For many people, publishing even one book can be a lifelong dream. David Samuels, a prolific contributor to The Atlantic, The New Yorker, and many other magazines, managed to publish two books just in the last month. The Runner is the story of James Hogue, one of the great con men in recent American history. Only Love Can Break Your Heart is a collection of the kind of literary adventures, ranging from Woodstock '99 to a $2000-a-plate Bush-Cheney fund-raiser, that have led the National Magazine Award committee to name Samuels as a finalist.
Shmuel Rosner recently interviewed Samuels about his projects, and tried to see if there were any common threads uniting them.
To: David Samuels From: Shmuel Rosner
Dear David,
I spent the last couple of days reading the two books that you simultaneously published, and can now officially claim to be suffering from Samuels-fatigue. But it was enjoyable and sometimes challenging, and it made me think about the strange ways journalism can present one with surprising moral dilemmas.
This is especially true for The Runner, your wonderfully crafted story of a con man who was smart enough and able enough to get into Princeton University using a fake name and identity. It is a well-known story that you managed to bring to life again. And it is intriguing and troubling in the way such stories often are: the reader — at least this reader (and the writer, no doubt) — finds himself identifying with, admiring, the con man, hoping for his vindication, finding fault with the people exposing him, arresting him, expelling him, erasing him from their biography.
The Runner is the story of James Hogue, also known to his high school mates as Jay Mitchell Huntsman, also known to his Princeton mates as Alexi Indris Santana. He is an impostor, a thief, a liar. And yet you make us like him for exposing what you seem to think is the hypocrisy and the pettiness of the academic establishment. Yes, he was lying his way into Princeton, but once there he was a straight-A student. Yes, he stole, but his were not major-league crimes. Yes, he lied about his past and present conditions, but his stories were so much more interesting than the usual "I was born rich, went to private school, got into Ivy League university, ended up on Wall Street" stories.
You seem to be fascinated with him for some mysterious personal reasons, and to identify with his cause for ideological reasons.
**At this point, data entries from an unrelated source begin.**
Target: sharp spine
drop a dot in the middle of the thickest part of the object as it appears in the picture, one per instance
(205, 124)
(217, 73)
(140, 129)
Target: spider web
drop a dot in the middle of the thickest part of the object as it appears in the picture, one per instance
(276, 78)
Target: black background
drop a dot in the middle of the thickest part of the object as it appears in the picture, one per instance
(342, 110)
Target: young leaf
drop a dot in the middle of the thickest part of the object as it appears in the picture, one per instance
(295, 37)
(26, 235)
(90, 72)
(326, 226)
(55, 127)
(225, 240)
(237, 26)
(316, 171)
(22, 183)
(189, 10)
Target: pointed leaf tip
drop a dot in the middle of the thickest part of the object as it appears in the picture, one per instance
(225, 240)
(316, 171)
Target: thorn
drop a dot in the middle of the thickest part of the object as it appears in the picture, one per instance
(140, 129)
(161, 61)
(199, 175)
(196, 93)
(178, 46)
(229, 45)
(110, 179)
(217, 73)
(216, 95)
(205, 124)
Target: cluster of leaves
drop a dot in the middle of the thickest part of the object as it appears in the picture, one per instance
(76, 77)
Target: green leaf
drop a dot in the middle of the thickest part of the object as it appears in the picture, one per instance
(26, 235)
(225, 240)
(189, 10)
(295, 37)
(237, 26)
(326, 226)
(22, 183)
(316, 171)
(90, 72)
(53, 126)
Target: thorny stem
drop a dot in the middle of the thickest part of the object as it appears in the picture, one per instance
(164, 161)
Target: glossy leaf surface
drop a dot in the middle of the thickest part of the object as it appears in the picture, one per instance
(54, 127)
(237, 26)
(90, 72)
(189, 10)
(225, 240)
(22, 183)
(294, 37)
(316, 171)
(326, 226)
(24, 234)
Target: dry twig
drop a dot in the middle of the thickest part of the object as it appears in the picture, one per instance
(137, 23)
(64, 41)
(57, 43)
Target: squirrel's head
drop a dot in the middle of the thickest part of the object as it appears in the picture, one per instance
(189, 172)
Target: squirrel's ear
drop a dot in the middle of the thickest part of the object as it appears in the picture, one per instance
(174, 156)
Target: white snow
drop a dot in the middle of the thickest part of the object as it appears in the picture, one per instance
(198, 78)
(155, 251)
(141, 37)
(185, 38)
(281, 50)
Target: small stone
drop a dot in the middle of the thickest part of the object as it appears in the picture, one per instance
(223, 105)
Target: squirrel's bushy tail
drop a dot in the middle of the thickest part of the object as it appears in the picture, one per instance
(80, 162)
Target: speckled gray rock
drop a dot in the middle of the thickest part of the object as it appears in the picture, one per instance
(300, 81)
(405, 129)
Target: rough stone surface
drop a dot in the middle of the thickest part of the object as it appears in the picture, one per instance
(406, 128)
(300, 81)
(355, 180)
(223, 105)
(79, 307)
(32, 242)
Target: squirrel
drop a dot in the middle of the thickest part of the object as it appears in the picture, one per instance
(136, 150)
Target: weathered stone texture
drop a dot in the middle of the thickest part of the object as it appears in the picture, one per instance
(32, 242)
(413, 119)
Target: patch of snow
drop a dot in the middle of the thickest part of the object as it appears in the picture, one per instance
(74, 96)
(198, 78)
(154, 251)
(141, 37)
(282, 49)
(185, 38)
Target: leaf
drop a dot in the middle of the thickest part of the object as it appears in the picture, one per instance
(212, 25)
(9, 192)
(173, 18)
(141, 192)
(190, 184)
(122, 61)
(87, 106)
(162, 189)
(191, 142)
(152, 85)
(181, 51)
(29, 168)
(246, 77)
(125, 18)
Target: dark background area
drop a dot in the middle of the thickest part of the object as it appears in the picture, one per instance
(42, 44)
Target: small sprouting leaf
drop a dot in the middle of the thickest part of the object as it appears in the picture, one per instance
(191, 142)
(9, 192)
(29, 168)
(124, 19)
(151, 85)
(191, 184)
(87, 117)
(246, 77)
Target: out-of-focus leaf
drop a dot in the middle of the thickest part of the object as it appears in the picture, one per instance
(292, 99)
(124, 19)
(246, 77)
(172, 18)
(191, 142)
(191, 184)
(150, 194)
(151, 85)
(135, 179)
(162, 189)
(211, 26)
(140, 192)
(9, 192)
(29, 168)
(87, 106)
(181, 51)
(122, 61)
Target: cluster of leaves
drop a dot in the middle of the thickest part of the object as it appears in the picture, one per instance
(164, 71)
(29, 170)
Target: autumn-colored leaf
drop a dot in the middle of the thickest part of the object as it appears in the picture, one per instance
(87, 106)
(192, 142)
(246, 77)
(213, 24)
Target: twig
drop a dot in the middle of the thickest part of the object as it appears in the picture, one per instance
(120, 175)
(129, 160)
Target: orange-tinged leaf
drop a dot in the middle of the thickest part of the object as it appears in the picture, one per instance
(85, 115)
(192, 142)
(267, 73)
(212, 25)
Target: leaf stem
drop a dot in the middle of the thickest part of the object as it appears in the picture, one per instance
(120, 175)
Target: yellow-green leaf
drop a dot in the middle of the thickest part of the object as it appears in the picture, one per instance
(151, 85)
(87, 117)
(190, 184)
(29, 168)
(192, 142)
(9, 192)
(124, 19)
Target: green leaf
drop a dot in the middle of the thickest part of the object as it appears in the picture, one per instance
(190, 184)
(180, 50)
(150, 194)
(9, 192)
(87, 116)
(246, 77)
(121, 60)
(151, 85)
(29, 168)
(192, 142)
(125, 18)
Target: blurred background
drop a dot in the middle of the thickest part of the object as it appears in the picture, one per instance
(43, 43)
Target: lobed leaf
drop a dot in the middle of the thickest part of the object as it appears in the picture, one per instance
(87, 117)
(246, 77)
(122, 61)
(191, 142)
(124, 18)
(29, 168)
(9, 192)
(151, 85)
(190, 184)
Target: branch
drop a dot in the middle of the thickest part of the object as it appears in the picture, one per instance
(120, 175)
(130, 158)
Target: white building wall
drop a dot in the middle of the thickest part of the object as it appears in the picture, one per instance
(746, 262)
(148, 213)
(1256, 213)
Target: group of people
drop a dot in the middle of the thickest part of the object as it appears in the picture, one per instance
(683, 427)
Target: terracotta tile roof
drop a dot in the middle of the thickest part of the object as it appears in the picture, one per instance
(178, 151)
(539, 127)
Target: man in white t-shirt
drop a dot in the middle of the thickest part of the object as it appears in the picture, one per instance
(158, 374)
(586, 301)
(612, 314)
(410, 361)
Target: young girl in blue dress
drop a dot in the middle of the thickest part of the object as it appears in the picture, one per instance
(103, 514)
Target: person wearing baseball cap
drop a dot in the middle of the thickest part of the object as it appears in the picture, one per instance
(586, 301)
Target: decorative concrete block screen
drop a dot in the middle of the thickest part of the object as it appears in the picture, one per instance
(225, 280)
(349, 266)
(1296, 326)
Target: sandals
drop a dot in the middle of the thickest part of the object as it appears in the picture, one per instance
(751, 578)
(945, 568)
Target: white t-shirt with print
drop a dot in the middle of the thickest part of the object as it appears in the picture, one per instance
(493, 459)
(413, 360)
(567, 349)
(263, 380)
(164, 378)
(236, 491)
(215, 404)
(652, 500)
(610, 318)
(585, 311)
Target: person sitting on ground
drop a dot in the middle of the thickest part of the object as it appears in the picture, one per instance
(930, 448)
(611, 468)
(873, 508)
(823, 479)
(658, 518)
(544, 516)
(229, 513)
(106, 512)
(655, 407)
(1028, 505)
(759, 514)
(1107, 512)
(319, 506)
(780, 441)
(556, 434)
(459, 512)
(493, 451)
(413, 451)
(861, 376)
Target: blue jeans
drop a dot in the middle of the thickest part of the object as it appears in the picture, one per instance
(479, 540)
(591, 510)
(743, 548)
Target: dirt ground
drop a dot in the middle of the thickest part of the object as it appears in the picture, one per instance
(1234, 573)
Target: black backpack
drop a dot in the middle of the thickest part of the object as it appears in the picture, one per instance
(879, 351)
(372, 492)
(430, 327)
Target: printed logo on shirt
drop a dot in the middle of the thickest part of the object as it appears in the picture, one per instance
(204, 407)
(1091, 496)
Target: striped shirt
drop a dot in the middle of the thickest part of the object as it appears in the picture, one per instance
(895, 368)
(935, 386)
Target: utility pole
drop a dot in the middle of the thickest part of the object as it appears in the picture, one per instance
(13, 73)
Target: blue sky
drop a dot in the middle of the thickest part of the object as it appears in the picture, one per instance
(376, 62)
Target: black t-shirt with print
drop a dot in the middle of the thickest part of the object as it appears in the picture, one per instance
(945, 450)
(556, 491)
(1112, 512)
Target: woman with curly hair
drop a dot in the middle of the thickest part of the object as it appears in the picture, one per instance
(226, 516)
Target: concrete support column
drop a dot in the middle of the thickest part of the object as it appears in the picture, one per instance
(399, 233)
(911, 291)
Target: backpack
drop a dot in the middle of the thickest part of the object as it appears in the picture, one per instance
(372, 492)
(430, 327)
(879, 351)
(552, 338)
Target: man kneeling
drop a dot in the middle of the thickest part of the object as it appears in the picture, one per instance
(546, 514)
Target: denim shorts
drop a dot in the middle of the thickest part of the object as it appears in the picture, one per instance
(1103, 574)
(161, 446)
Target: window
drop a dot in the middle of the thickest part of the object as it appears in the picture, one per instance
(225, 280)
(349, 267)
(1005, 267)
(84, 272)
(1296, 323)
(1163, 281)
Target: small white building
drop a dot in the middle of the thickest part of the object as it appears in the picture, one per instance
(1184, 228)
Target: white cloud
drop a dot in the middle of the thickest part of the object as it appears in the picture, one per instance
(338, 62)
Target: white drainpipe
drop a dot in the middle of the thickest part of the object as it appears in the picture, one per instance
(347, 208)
Princeton, you bother to mention, did not even considered keeping him as a student after he was exposed for who he really is — or officially is, because we will never actually know who he really is. (The way he was exposed also makes for a great story, but here is where I will urge people to get off their butts and go purchase the book if they want to know more). And you bombard the reader with statistics proving that the business of Ivy League attendance is marred by inconsistencies and favoritism and superficiality.
You seem to be writing this story burdened with guilt: You graduated from such universities, coming from not-quite-the-right-background. But even more so, yours is a writer's guilt. "The question of how writers come to appropriate the lives of the people they write about," you confess, "is a tricky one." And then you go on to say this:
While it is facile to equate journalism with lying, it is also true that both actions share in common an unpleasantly instrumental approach to people and to language that diminishes the common store of trust. The subject has no power to alter a reporter's approach to his or her subject, or to take back a single word that they said.
All these are known qualities of your profession — and mine — but not the only ones to be considered in this context. Manipulation is part of writer-subject relations, but it also taints writer-reader relations. And reading your book can provide for a perfect example for that, as it is sheer manipulation with which you take the reader on this ride of con man admiration. Finishing the book, I was scratching my head: Was I just convinced that lying is good, that stealing is not-so-bad, and that universities are evil (I have my own complicated relations with the academic world that I never attended — but let's leave that aside for now)?
I was trying to think about this story differently: To identify with the bicycle craftsman whose product was stolen. To understand the anger and the puzzlement of an institution going out of its way to accommodate someone they believed was a "barefoot runner from Nevada," a college-age, self-taught orphan, only to discover that it was hosting a college-educated convicted felon. Could they really cut him some slack the way you seem to expect them to do? Could they admire him, worship his genius and originality the way I did as I was reading this story?
I don't think it is reasonable to expect them to do such things. And even more, I don't really think it would have mattered. The sad truth, learned and relearned from experience, is that people like Hogue very rarely change their habits. If Princeton were to keep him as a student, I suspect he would have ended the same way he did anyway: in prison. Don't you agree? And if you do, where's the lesson?
I'm sure you'll have plenty of answers to these questions of mine. Let me add just one more. Concluding this first letter, I'm going back to this quote about journalism, while also thinking about the other book you've just published, Only Love Can Break Your Heart, a collection of your magazine stories. "The false humility that so many writers show in the face of the lived experience of their subjects", you write in The Runner, "is belied by the act of writing, which always involves a head-on collision between someone else's actual lives and the writer's inner life".
Here is how I read your two books: In order to avoid this "head-on collision" you don't even try to portray the "actual lives" of other people. All you do, both in your articles and in The Runner, is tellyour own story. With The Runner the result is fascinating, and troubling. It might reveal the questionable moral convictions of your inner man.